Hotel Novotel przy lotnisku zabukowany, chociaż jego wnętrze
nie dorównuje Hotelowi Arłamów nawet do pięt – do dobrego człowiek szybko się
przyzwyczaja!
Tylko jak w tej Warszawie dojechać do TV – autobusy,
tramwaje, metro – jak tu się połapać gdzie co jedzie, jaki bilet kupić itp.
Jakoś w Gdańsku łatwiej.

Wyszykowałam
się i ruszamy na spacer! Fajna ta Warszawa, hi,hi – idziemy ścieżką przy torach
– jak na wsi! Że też skusiłam się od razu na wyższe buty – w połowie drogi już
miałam odciski- przy TV kupiłam na stacji benzynowej plastry. Tylko teraz, do
którego budynku należy wejść Nowego, czy
nadal starego? Nie byłam 5 lat, to wszystko mogło ulec zmianie. Skoro już
jesteśmy od strony Nowego budynku, to zajdę zapytam:
- nie, to w budynku F
Ok. Poszliśmy. Fota przed starą TV
i widzę już znajome
twarze, gwiazd JTM w samochodach wjeżdżających w bramę TV. Dziś jednak
wpuszczają na parking. To był jedyny problem jaki mnie nurtował, bo nie
mogliśmy zabrać ze sobą osoby towarzyszącej (było nas za dużo), więc gdyby nie
hotel to Paweł musiałby poczekać przed TV w samochodzie – tylko czy wiedziemy
na parking? Okazało się, że to nie jest pewne, ale my i tak już auto mamy na
parkingu przed hotelem – a sam Paweł nawet się ucieszył, że nie musi tam
wchodzić i będzie mógł w hotelu meczyk jakiś oglądać. Był ze mną na wszystkich
poprzednich 11- tu występach i dziwnie mi było nawet na publiczność wejść tam
bez niego – ale rozumiałam powagę sytuacji! 60 zawodników plus 60 ich
towarzyszy na jedno wejście do małej kawiarenki przed studiem – to jednak
trochę za dużo!
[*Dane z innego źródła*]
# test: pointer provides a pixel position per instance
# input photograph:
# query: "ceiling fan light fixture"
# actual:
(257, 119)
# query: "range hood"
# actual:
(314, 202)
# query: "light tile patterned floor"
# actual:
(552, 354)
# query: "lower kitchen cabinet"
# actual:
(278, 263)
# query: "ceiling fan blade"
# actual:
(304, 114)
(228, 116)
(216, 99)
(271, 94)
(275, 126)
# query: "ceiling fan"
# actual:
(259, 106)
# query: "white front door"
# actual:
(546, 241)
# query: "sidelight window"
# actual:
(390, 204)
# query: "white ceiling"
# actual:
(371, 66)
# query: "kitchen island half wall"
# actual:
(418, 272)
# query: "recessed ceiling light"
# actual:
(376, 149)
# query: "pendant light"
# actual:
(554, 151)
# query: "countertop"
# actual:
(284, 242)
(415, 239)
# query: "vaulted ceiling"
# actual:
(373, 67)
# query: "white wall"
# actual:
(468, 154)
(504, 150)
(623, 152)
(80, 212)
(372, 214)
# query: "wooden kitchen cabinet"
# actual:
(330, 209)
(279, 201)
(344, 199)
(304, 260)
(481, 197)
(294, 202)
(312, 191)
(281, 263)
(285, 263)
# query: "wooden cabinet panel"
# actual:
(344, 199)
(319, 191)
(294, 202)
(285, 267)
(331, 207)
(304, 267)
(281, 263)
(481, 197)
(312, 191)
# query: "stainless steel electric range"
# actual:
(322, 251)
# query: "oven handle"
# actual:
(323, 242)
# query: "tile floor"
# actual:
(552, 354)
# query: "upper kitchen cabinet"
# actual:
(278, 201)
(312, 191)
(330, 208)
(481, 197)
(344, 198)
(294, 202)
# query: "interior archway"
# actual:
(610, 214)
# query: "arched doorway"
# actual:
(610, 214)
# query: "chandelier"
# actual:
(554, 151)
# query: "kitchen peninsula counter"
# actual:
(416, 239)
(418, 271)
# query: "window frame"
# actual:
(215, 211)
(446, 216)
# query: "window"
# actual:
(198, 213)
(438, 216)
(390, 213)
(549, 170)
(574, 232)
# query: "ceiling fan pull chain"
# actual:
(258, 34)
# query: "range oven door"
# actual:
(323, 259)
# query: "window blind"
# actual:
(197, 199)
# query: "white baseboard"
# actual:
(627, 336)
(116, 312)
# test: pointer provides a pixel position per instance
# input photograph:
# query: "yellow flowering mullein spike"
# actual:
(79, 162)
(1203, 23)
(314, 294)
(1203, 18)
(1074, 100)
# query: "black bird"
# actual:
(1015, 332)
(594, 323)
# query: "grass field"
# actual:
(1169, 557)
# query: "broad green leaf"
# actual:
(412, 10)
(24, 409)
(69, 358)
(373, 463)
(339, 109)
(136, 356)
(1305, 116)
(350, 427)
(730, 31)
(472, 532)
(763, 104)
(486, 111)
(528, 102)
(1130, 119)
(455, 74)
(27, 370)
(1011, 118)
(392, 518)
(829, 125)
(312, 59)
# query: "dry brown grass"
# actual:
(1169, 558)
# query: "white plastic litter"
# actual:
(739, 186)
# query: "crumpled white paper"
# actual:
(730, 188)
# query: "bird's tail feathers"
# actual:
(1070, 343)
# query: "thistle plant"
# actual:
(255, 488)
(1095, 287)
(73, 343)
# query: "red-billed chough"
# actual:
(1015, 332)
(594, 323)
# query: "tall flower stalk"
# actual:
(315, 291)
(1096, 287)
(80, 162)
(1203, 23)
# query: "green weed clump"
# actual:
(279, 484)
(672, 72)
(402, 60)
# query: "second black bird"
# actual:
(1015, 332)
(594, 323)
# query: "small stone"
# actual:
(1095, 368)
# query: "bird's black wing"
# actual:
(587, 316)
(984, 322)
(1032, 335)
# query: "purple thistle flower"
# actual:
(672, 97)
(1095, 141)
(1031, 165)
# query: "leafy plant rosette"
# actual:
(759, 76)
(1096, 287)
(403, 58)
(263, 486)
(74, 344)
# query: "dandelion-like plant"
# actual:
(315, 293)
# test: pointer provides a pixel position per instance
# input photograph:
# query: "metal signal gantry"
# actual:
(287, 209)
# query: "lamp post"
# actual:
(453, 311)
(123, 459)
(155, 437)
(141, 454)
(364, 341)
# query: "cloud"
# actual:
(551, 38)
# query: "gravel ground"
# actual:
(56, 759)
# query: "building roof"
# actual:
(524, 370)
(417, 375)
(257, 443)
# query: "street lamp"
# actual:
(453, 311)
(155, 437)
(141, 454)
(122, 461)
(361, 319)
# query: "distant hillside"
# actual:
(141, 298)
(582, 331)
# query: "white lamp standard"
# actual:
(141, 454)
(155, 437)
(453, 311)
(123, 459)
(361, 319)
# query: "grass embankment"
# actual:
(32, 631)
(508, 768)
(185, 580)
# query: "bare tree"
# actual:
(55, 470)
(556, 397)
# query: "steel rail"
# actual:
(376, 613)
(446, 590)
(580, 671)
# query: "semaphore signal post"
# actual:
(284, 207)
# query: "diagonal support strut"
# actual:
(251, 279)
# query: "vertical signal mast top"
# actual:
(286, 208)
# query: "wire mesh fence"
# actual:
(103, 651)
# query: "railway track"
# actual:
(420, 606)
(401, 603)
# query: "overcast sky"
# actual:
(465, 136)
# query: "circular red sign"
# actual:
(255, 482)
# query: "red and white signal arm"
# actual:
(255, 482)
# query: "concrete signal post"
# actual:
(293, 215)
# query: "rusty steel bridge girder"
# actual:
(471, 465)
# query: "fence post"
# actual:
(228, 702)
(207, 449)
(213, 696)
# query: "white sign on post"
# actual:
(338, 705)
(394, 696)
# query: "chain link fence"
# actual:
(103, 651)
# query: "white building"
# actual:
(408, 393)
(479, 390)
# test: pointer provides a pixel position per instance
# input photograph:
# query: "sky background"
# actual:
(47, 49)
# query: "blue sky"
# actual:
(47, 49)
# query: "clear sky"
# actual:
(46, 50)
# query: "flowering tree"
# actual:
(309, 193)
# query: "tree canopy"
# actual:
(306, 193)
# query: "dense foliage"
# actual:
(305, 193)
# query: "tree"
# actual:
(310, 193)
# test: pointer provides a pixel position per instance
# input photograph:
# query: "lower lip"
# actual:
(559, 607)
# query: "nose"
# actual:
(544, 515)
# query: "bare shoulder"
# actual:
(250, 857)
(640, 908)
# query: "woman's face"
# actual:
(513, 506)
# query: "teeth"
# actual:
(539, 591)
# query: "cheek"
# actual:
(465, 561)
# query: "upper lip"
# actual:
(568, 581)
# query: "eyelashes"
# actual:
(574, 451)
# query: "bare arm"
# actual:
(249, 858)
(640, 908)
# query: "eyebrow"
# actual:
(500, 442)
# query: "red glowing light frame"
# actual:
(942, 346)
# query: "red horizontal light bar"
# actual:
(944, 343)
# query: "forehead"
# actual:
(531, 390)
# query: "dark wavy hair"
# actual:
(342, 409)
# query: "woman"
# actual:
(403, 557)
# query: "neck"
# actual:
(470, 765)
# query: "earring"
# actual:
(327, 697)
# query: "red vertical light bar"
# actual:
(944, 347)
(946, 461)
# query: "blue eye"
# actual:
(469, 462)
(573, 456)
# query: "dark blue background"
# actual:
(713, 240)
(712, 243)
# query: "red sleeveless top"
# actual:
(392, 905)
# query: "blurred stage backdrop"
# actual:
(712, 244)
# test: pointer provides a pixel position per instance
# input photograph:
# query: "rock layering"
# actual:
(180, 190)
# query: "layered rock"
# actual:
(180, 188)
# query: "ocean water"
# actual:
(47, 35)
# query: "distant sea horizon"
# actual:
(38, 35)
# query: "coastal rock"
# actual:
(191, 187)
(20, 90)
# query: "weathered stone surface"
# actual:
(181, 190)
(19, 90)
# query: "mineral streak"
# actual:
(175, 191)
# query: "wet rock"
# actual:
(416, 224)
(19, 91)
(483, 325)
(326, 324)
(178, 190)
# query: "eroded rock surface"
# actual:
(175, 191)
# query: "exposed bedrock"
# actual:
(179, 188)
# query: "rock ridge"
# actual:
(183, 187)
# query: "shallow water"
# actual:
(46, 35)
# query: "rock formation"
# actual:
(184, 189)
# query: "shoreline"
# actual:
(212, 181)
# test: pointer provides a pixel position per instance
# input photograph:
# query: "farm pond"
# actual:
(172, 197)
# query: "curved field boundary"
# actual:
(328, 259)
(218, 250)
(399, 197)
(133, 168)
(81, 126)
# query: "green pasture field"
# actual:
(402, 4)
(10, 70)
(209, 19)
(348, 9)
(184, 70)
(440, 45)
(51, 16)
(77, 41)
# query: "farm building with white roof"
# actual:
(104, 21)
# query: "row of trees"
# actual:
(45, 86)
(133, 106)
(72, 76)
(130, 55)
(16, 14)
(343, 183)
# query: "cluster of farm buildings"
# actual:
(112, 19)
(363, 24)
Więc buziak i on wraca do hotelu a ja idę do TV. Jednak mam
trochę stresa. Stresa przed spotkaniem, tych wszystkich gwiazd JTM, którzy
powygrywali dziesiątki finałów i po kilka samochodów nawet. Jakoś ze swoimi
„sukcesami” i dawną nieobecnością w programie, czułam się nieswojo! Dobrze, że
chociaż trochę udzielam się na forum Dyskusje- JTM na Facebooku, to może z tego
chociaż mnie ktoś rozpozna.
Przywitania jak w rodzinie – już przed TV! Na pierwszy ogień
poszedł długowłosy Leszek – ach, jak ja mu na wiosnę kibicowałam! Fantastyczny
człowiek, wygrał zwykły finał i podziękował swojej zmarłej mamie, że to dzięki
Niej tu jest! Piękny i wzruszający gest!!! Pamiętam go dokładnie!W portierni też już kilku melodyjnych ludzi czeka- jednak nie każdy znajduje się na liście wejściowej i musi czekać na potwierdzenie czy może wejść. Ja mam to szczęście, że jestem na liście i wchodzę od razu. Ach te bramki- od lat te same. Ciary, aż mi przeszły, że znowu tu jestem! Czekam na kilku towarzyszy, żeby nie wchodzić sama, bo nie jestem pewna czy studio jest nadal tam gdzie było. Jest napis studio nr 5. Idę na górę, a tam już tłum… Przytulania, buziaki jak u cioci na imieninach! Jednak wszyscy, wszystkich tu znają!!! Jest sympatycznie i miło. Już ze 3 razy kroś zadał mi pytanie
- dlaczego nie przyjeżdżasz?
Moja odpowiedź wciąż ta sama…
- nie mam czasu się uczyć!
- oooo a myślisz, że my mamy na to czas! Tu nikt się nie
uczy!... i śmiech.
- taaaa… akurat, a potem wciska guzik i tak bez nauki po
sekundzie strzela w każą piosenkę bez pudła. Zwłaszcza Ty Adam i Ty Wiesia Nasza Melodyjna Mamo (tak wszyscy na nią mówią)! Oj
na wygrywali w tym programie. Proszę tu słynna Ola T.- też na jej odcinkach
wzruszałam się do łez. Teraz mogę z nią porozmawiać i zrobić sobie fotę.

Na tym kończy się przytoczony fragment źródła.